Steve and Davey’s “Deja-Vu” is up next, and I have always loved this one. It’s the only song under five minutes, and it has a furiously fast pace. The synths take a bit of the edge off, but this one is irresistible
But alas, we are now at the end: The 8th and final song is yet another Steve Harris epic album closer. This time the topic he chose was “Alexander the Great”. Another historical topic for me to devour! I later majored in history. I wonder how much of that was due to my two greatest influences? My dad, and Iron Maiden?
“Alexander the Great” has been criticized by some as being a lesser epic. I really don’t know. At this point you’re into splitting hairs. Who cares? It’s still awesome. Maybe you don’t like it as much as “Ancient Mariner”; maybe you prefer “Fear Of the Dark”. It doesn’t matter: It’s a Steve epic and that means fast parts, slow parts, different tempos and riffs. And through it all Bruce manages to spit out the tricky lyrics:
A Phrygian king had bound a chariot yoke
And Alexander cut the ‘Gordian Knot’
And the legend said that who untied the knot
He would become the master of Asia
The choruses are awesome, and I consider this to be one of Maiden’s lesser-known triumphs.
And what about that album cover? Absolutely my favourite Maiden cover of all time, look for all kinds of hidden messages. What time is it again? Oh yeah…
I imagined that after Eddie’s resurrection on Live After Death, he had emerged some time in the future (around the time period of Blade Runner, it appears) and gotten himself some cybernetic enhancements. The cover is, in essence, an updated take on Killers. Emerging from his Spinner, Eddie’s traded in his hatchet for a laser. On the back, you can see the members of Maiden themselves witnessing Eddie’s deed. Notice Nicko’s goggles? He’d just got his pilot’s license!
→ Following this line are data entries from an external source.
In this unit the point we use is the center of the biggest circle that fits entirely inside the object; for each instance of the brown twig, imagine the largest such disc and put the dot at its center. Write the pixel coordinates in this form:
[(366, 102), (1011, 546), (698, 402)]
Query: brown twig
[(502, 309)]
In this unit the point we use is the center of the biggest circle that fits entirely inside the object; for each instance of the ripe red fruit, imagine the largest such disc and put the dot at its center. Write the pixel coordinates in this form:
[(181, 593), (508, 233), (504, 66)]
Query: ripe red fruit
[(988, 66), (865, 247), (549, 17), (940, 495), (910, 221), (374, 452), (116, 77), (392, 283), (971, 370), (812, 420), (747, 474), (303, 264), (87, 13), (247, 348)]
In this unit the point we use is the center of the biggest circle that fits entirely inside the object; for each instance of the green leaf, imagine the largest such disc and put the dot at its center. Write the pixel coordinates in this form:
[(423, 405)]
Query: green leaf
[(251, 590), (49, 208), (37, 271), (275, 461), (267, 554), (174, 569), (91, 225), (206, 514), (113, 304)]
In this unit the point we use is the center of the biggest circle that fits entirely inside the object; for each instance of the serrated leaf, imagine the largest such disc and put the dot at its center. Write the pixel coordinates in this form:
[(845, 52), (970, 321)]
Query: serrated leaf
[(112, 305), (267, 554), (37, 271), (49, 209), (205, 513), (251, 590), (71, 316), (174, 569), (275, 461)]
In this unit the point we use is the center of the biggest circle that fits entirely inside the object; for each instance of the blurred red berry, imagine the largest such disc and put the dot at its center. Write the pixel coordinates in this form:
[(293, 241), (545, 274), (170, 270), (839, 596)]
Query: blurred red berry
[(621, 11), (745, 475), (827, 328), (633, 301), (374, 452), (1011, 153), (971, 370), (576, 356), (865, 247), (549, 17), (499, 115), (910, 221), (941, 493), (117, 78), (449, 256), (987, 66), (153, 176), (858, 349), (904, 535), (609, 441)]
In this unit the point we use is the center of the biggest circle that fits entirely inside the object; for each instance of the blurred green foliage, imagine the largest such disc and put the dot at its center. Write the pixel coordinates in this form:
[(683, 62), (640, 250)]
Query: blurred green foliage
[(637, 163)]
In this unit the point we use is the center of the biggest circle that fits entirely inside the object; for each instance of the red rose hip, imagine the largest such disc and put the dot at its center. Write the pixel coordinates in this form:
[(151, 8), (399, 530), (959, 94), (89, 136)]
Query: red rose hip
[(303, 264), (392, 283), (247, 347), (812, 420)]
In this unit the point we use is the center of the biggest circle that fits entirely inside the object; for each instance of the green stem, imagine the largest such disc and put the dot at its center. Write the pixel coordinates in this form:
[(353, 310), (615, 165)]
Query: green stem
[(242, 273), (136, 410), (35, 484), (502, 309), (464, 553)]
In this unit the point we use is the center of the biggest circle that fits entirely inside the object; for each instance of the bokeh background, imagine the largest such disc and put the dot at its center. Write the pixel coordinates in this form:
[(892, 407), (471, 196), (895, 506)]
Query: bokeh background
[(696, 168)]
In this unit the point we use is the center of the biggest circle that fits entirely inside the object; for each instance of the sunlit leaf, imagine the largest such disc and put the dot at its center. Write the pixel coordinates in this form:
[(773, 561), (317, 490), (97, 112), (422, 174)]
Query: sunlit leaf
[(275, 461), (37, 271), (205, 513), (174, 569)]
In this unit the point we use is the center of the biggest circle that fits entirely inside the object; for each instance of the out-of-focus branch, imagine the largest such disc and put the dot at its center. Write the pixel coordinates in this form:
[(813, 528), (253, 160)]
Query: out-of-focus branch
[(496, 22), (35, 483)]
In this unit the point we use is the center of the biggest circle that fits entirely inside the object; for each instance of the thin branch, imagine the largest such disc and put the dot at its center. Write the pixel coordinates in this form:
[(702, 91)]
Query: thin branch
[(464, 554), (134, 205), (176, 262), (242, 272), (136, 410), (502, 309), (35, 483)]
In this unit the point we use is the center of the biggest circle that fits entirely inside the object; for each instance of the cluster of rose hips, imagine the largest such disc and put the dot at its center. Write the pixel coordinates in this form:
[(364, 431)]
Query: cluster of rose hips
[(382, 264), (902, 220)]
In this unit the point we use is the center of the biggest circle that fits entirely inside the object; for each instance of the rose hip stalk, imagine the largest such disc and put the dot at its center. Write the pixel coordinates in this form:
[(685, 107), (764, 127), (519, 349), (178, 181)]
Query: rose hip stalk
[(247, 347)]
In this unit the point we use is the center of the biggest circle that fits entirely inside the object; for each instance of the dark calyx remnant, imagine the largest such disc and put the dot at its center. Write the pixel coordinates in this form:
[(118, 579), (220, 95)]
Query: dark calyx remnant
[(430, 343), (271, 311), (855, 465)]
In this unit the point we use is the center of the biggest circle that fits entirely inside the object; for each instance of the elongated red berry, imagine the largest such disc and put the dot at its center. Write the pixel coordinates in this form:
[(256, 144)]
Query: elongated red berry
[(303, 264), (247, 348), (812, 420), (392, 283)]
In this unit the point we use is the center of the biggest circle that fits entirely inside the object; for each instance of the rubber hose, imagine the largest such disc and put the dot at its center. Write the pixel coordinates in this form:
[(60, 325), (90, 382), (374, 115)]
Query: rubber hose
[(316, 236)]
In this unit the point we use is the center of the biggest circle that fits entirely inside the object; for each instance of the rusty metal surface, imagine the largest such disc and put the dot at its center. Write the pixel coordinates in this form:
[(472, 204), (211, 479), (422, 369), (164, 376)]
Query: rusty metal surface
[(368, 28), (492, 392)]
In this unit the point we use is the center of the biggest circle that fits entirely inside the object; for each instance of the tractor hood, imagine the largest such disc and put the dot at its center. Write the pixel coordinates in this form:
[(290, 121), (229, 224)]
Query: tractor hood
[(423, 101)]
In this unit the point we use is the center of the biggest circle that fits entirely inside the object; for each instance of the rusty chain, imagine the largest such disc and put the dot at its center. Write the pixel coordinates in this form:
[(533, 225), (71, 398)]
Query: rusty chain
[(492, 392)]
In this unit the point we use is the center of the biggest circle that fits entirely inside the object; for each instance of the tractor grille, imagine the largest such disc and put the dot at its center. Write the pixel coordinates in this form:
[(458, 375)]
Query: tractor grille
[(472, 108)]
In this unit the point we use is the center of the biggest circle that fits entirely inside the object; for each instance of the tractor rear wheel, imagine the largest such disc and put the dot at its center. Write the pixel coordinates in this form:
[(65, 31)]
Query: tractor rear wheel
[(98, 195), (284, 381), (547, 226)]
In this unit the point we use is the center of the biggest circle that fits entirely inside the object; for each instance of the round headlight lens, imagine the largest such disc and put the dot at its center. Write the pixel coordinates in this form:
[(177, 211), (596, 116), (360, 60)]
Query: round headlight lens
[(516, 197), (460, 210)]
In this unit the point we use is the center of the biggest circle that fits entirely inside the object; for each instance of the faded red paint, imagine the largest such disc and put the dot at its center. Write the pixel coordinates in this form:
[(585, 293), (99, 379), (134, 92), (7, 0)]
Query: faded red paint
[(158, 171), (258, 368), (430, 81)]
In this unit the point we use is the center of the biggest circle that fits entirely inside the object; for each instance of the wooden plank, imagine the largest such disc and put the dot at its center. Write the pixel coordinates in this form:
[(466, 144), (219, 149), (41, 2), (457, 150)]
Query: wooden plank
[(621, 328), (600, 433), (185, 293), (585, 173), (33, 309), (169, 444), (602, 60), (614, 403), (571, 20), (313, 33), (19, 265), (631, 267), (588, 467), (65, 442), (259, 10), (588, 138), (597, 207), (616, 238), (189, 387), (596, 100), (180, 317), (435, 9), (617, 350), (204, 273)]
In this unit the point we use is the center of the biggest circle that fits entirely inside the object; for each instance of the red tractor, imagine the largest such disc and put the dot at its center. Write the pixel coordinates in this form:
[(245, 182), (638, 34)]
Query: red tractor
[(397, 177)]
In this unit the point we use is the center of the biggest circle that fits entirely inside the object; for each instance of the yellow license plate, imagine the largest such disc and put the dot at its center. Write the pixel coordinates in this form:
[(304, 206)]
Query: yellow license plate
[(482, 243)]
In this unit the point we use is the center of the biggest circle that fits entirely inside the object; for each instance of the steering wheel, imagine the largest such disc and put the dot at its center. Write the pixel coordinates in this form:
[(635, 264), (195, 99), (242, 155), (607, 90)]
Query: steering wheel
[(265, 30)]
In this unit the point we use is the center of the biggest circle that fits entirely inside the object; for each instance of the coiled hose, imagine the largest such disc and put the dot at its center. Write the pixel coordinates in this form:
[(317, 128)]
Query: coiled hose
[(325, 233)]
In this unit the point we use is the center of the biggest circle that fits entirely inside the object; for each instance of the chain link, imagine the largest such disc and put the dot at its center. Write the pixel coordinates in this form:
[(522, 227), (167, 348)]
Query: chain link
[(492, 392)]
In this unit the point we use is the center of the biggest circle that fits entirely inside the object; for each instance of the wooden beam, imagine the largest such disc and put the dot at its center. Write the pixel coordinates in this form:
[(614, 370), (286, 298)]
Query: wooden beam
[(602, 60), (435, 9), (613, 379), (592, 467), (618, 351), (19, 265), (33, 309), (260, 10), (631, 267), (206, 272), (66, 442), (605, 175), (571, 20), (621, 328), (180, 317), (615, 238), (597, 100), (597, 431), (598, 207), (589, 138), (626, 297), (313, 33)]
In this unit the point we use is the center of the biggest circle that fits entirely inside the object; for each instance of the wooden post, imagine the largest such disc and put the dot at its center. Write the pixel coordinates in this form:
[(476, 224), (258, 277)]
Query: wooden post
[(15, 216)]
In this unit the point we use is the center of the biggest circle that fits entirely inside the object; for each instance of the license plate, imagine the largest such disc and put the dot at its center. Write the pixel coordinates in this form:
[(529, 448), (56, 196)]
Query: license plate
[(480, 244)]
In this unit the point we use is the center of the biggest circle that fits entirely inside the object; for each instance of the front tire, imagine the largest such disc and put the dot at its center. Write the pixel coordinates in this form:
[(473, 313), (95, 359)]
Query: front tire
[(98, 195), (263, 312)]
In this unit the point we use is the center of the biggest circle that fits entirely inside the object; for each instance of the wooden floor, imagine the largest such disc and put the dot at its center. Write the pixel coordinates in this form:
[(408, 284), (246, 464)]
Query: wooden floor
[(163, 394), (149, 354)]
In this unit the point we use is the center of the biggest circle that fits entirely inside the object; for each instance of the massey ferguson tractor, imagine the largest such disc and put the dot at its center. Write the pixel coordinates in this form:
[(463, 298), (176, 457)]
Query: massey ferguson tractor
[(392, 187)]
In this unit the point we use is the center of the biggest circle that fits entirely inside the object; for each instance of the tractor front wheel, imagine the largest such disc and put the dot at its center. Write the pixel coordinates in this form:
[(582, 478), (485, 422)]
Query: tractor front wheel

The artwork for the singles were equally awesome: On “Wasted Years”, we see Eddie travelling back in time to 1986…chasing the T.A.R.D.I.S.? Its B-sides were excellent! As far as B-side material goes, these were two of the best. “Reach Out” was a rare thing: A song written by an outside writer, Adrian’s buddy Dave “Bucket” Colwell who would later end up in Bad Company. Perhaps even more astonishing was the lead vocalist: Adrian Smith! Martin Birch compared it to Bryan Adams-type rock, but fear not! Bruce shows up by chorus-time to blow you away with his wail, as he answers Adrian’s lines. Pure awesome in a nice sweet hard rock package.
Then there was “The Sheriff of Huddersfield”, a not-very-complimentary roast of Maiden manager Rod Smallwood! “‘Rufus the Red’ has a crane by his bed, to wrench himself up in morn’, but if you dare to tread at the foot of his bed, you’ll wish you’d never been born!” Not a great song, it’s still pretty damn funny. Rodney, it seems, had fallen for the L.A. lifestyle and the band were not beyond giving him a hard time about it!
The “Stranger In A Strange Land” single had even cooler artwork: Eddie entering a space bar full of space-scum and villainy! Looking like a cross between Harrison Ford’s Deckard, and Clint Eastwood’s “Man With No Name”, Eddie ignores their stares. This might be my favourite Maiden single art of all time. (Of ALL time, Kanye!)
Its B-sides were two covers: “That Girl” (FM) and “Juanita” (Marshall Fury). “That Girl” is a pretty good hard rock song, very much in line with a song like “Reach Out”. I never liked “Juanita” much though.
Don’t worry – Maiden’s arrangement is nothing like this! Makes you wonder why they covered it though.
I have a real soft spot in my metal heart for Somewhere In Time. Although it sags a bit in the middle, and it’s toned-down Maiden, this is still one of my personal favourites. It came out when I first started high school, and you can’t compete with nostalgia. Although today many consider inferior to the albums that came before and the album that came after, I have to rate it pretty high.